Tom Jennings: Gardening in Cyberspace

Jennings (left) at ROFLcon 2, by Scott Beale / Laughing Squid
The FIDOnet logo ought to be attributed to (jm)
Tom Jennings turned down a lucrative gig or five, including a job in Cupertino, for freedom to make things the way he wants to. That includes FIDOnet, a file-transfer protocol for BBSes, and The Little Garden (TLG), the world's first Internet Service Provider (ISP) based on the "toasternet" model (private, Internet-connected networks built from bizarre mixtures of old hardware and software).

"[I]t's kind of fun to thumb your nose at the business creeps by doing their job better than they do. I take my anarcho stuff very seriously that's why I don't compete. I just work around them. I do stuff that they're NOT going to do, and hopefully, I do it well. So far, this has proven to be a good thing."

The anarcho stuff included the '80s queer skatepunk zine Homocare, which Tom archived on his website, Sensitive Research (SR-IX), which he's still updating. There you can find more of Tom's code, comments on old tech, artwork, writing, and his AMC (American Motors) and Rambler page.
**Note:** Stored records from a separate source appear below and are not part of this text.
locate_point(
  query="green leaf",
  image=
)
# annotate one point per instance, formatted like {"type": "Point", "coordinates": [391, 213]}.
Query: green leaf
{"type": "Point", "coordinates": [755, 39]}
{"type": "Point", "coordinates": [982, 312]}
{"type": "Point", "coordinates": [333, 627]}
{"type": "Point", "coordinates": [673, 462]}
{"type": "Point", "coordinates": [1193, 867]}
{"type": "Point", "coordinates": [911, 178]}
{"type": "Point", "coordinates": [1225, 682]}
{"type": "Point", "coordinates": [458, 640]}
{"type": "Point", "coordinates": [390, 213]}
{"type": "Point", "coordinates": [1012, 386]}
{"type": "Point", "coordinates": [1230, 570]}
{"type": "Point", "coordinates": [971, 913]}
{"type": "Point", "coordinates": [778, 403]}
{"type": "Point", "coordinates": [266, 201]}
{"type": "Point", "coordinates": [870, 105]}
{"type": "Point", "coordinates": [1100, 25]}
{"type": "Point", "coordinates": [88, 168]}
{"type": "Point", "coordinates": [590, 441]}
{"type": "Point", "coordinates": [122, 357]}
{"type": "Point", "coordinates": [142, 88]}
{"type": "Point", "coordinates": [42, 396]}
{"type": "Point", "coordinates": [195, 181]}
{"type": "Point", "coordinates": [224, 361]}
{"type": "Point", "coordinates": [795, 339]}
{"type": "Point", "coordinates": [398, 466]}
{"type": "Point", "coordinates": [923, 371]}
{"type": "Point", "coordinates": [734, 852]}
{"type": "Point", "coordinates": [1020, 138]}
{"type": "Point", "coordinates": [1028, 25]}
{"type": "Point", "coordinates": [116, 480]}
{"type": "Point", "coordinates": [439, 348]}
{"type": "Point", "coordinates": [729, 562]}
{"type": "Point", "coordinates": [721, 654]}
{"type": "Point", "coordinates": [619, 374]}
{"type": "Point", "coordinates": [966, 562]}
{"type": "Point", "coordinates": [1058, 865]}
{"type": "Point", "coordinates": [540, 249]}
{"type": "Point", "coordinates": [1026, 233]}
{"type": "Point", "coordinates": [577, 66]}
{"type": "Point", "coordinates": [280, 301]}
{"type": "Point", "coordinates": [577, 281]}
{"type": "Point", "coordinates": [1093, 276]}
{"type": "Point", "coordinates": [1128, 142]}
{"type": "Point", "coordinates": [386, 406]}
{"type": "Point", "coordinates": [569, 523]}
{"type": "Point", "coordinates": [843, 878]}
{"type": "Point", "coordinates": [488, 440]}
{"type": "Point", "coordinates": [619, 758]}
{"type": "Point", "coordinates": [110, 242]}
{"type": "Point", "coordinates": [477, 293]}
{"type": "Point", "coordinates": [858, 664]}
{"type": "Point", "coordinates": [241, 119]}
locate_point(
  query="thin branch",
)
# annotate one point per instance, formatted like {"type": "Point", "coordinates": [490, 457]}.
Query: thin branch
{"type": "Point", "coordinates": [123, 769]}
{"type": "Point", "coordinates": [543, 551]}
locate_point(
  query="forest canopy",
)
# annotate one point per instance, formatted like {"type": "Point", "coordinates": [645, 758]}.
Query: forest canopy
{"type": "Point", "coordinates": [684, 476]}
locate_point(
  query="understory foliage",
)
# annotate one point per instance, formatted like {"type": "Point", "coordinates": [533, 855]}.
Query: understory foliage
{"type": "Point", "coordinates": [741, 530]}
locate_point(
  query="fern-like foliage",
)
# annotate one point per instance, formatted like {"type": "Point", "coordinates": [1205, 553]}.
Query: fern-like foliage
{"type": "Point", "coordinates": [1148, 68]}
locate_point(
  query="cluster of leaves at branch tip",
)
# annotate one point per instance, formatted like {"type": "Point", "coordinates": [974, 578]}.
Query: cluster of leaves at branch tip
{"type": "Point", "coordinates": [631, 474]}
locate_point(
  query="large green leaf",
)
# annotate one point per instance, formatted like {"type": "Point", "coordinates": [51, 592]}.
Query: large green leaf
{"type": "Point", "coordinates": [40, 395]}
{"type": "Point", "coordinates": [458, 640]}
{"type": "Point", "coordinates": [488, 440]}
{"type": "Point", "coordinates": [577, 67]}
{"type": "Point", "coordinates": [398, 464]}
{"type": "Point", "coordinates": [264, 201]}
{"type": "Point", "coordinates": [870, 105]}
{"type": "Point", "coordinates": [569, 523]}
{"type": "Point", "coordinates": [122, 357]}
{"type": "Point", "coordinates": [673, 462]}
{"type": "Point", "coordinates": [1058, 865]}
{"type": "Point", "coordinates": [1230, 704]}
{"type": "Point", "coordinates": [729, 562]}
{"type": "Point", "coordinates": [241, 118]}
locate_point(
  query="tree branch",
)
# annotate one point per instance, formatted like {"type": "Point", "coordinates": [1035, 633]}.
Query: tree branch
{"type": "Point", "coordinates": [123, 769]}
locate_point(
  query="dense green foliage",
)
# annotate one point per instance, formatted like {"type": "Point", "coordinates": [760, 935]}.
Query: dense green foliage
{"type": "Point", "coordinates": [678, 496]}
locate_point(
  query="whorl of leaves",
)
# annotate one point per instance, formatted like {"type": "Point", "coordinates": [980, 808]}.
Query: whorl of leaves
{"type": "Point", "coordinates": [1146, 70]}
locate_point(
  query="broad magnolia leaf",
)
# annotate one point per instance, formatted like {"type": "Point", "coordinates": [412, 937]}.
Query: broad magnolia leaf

If you want to read more about Tom, Jason Scott wrote a nice article on his weblog.

But other things referenced by Will Kreith in this article are gone: The Little Garden (both the ISP, and the Chinese restaurant in Palo Alto that the ISP was named for), and the reference to "the 'gold rush' of business on the Internet" in 1995 is humorous, in that it was years ahead of the Dot Com bubble (and burst).